The first step in finding the right financial advisor is understanding your financial needs. After all, you can’t determine if a financial advisor will be able to address your needs if you don’t know what they are.
To assess your financial needs, start by defining your financial goals. These can be both short-term, like buying a house in the next three years, or long-term, like retiring by age 65. Make a list of any goal that comes to mind, no matter how far-fetched it may seem.
Next, evaluate your current financial situation. Calculate your net worth by subtracting your liabilities, such as loans or debt you have, from your assets, which are things like your savings, investments and home. Your assets do not include your income, but that should also be considered in your financial assessment.

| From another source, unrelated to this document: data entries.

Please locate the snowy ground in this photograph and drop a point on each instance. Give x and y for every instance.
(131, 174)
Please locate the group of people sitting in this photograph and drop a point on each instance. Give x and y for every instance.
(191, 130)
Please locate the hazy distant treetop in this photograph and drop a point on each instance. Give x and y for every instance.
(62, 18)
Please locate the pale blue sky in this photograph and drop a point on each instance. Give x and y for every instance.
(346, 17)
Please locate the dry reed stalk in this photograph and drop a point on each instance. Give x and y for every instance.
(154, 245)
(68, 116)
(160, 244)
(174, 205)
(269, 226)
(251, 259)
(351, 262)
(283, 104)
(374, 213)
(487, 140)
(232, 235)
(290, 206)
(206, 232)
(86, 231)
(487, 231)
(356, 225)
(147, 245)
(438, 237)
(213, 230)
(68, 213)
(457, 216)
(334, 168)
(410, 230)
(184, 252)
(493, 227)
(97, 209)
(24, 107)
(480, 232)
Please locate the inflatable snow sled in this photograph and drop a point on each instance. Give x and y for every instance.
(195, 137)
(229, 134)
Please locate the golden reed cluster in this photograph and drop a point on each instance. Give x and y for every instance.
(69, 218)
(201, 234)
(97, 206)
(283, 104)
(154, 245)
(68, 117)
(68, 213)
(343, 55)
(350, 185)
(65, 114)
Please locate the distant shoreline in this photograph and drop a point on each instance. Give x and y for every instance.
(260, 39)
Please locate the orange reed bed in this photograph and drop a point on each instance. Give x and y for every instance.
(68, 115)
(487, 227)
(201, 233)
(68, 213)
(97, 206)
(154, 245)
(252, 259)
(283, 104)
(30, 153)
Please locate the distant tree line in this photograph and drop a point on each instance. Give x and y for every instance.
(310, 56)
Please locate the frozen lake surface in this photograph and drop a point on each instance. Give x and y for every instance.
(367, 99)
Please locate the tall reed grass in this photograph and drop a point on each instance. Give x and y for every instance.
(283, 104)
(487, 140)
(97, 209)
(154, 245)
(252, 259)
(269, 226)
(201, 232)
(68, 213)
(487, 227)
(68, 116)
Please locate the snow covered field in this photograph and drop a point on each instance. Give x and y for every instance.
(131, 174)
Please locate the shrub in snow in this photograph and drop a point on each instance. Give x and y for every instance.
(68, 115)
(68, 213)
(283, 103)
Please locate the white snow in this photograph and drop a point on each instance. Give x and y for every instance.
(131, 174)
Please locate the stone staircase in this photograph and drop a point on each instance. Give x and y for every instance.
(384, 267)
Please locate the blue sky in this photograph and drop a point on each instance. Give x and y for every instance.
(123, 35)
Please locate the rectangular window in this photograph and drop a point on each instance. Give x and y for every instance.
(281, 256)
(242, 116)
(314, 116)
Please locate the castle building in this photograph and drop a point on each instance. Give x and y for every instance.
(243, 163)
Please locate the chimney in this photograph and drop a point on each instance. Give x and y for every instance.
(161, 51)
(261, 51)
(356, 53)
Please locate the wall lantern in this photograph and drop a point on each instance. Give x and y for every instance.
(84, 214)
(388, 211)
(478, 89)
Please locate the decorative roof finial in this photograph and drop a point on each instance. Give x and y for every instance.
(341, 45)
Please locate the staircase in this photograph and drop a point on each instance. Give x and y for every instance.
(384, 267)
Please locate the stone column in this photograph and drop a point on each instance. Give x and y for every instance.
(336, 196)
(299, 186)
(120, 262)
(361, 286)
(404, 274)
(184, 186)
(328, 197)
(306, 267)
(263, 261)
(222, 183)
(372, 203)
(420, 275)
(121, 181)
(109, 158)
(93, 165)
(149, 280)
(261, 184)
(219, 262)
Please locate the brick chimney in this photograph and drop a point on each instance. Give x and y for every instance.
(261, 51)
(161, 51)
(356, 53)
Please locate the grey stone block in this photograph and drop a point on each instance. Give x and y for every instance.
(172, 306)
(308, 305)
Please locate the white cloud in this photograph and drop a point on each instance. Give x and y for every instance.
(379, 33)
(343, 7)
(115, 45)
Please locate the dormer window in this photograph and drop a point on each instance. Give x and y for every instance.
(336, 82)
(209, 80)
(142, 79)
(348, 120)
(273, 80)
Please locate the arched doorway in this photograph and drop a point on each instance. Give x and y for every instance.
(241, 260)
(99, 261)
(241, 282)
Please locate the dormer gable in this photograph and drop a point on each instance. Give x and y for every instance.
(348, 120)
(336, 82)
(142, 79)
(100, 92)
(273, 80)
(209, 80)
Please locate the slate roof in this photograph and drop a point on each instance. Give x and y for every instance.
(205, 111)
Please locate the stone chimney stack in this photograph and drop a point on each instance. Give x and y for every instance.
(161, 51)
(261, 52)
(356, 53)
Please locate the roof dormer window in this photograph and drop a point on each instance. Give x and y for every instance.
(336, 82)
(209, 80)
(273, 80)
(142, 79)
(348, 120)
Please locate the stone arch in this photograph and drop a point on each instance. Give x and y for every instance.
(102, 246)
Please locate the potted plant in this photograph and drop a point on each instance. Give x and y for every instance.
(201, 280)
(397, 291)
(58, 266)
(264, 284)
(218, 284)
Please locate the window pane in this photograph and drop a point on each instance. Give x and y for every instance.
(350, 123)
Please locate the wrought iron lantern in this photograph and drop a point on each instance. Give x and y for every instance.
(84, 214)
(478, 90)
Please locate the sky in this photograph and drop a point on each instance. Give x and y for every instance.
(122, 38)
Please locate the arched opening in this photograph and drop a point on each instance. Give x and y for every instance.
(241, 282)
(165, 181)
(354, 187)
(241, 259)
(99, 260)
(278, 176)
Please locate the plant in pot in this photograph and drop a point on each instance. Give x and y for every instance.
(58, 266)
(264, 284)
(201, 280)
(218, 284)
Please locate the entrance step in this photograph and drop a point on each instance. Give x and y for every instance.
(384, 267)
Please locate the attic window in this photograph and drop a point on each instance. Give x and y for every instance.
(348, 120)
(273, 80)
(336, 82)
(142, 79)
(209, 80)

After you have your net worth, take a look at your situation – your dependents, your lifestyle and your plans for the future.
What areas do you need the most help with? Find a financial advisor who can provide that help.
At Heritage Capital, we provide realistic financial planning. We don’t just plop numbers and dates into a spreadsheet – anyone can do that! We offer very specific guidance as it relates to retirement planning, your Social Security benefits, taxes, your investments and overall financial planning needs. We help clients navigate transitions in life, such as divorce or the loss of a loved one. We offer active investment management and continual support. Many investors (and some professionals) naturally play offense when it comes to their investments and financial planning, but at Heritage Capital, we help clients be prepared for whatever life has in store. For more on what this looks like, click here.
If you’re ready to switch financial advisors, there are a few steps to take.
First, find out how your current financial advisor handles transfers. Can you switch at any time of year? If so, will your fees be prorated? Are there any penalties for transferring or liquidating? Is there a termination fee?
Next, take a look at your contract. You probably signed a management contract when you started working with your current advisor. Within this contract, there should be a termination clause that talks about how you can formally end your advisor-client relationship. Usually all that’s required is a signed letter, but it’s good to know all the details before cutting ties.
Before you switch advisors, make sure you get copies of all your historical financial records. Financial advisors are required to transfer all of a client’s records along with any investments he or she owns to a new advisor upon request. Just to be safe, however, it’s wise to get copies of your transaction history for your own safe keeping before parting ways.
If this all sounds intimidating, don’t worry. Your new financial advisor should be able to help.